His voice rises in anger as he talks of how residents in Benghazi, birthplace of last year's revolution that toppled Muammar Gaddafi, had yet to see any benefit and had lost respect for the interim government.
Anger in Benghazi has been simmering since October when the ruling National Transitional Council (NTC) moved to the capital Tripoli after declaring Libya liberated from Gaddafi's 42-year rule. Months later, residents say they feel forgotten.
"The government is working without a judiciary or police. We know they are getting money from the over one million barrels of oil they sell a day, but where is it being spent?" Rabia said in fluent English.
"But the worst of it is that people who worked with Gaddafi are being appointed into the interim government," he added, echoing a complaint from many in Benghazi who say they fear the corruption and nepotism of Gaddafi's rule did not die along with the dictator.
Frustration boiled over on Saturday when a crowd demanding the government's resignation smashed windows and forced their way into the NTC's Benghazi headquarters. The council's chief, Mustafa Abdel Jalil, was trapped inside for several hours.
The protesters, many of them armed with machineguns and bayonets, had broken through the main metal gates and into the courtyard of the compound, witnesses said.
Abdel Jalil attempted to placate the crowd, but retreated into the building after water bottles were thrown at him.
Home-made bomb explosions were reported 500 metres from the compound. Although not intended to harm, protesters say they were a warning to the NTC.

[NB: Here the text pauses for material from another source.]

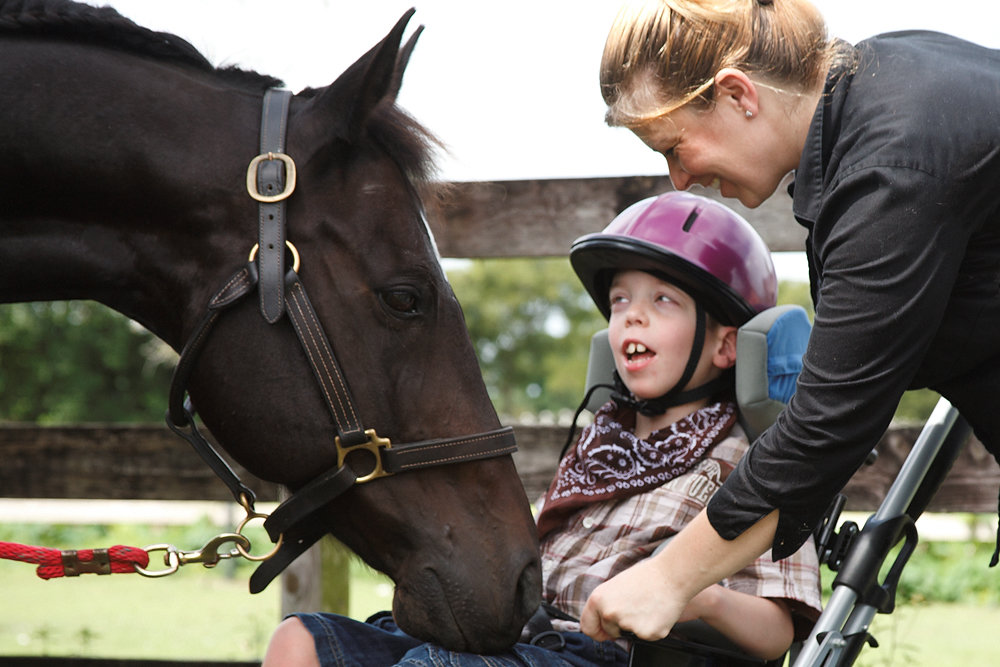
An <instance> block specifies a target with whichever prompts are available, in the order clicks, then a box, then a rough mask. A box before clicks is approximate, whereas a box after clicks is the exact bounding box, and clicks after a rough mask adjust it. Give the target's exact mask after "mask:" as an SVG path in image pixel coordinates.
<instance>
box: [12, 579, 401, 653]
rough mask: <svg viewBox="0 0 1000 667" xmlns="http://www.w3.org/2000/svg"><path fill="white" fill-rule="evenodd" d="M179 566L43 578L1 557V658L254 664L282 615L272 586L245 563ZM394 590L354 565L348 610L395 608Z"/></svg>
mask: <svg viewBox="0 0 1000 667" xmlns="http://www.w3.org/2000/svg"><path fill="white" fill-rule="evenodd" d="M228 569H229V571H228V572H227V571H226V570H227V567H226V564H222V565H220V566H219V567H218V568H216V569H215V570H206V569H205V568H202V567H200V566H189V567H187V568H183V569H182V570H181V571H180V572H179V573H177V574H175V575H172V576H170V577H166V578H163V579H146V578H144V577H140V576H138V575H132V574H127V575H118V574H116V575H111V576H96V575H84V576H80V577H77V578H72V579H69V578H62V579H52V580H49V581H43V580H41V579H38V578H37V577H36V576H35V573H34V567H33V566H31V565H26V564H24V563H14V562H9V561H2V562H0V589H2V591H3V592H2V596H0V600H2V601H0V655H5V656H16V655H50V656H57V655H59V656H99V657H105V658H150V659H153V658H160V659H199V660H256V659H260V658H261V657H262V656H263V654H264V650H265V649H266V647H267V641H268V639H269V637H270V635H271V632H273V631H274V628H275V626H276V625H277V624H278V621H279V620H280V618H281V616H280V592H279V585H278V583H277V582H276V583H274V584H272V585H271V586H270V587H268V589H267V590H265V591H264V592H262V593H259V594H257V595H251V594H250V593H249V592H248V590H247V579H248V577H249V574H250V569H248V568H245V567H243V568H239V570H238V571H236V572H233V570H232V568H228ZM391 596H392V587H391V584H388V583H386V581H385V580H384V579H382V578H381V577H380V576H379V575H376V574H374V573H372V572H370V571H369V570H367V568H365V567H364V566H363V565H361V564H360V563H358V564H357V565H356V566H352V582H351V616H352V617H355V618H362V619H363V618H367V617H368V616H369V615H370V614H372V613H374V612H375V611H379V610H381V609H385V608H387V607H388V606H389V605H390V604H391Z"/></svg>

On Sunday, Abdel Jalil said such action could drag Libya into a "bottomless pit. There is something behind these protests that is not for the good of the country."
The NTC made a peace offering to the protesters, the resignation of the NTC-appointed city mayor, Saleh El-Ghazal, and the promise of a new, elected leader. That was quickly followed by the resignation of NTC vice-president Abdel Hafiz Ghoga.
Many in Benghazi said Ghoga should be barred from working for the NTC as he was secretary of the solicitors' syndicate under Gaddafi. On Thursday, Ghoga was jostled by an angry crowd of students when he visited a university in Benghazi.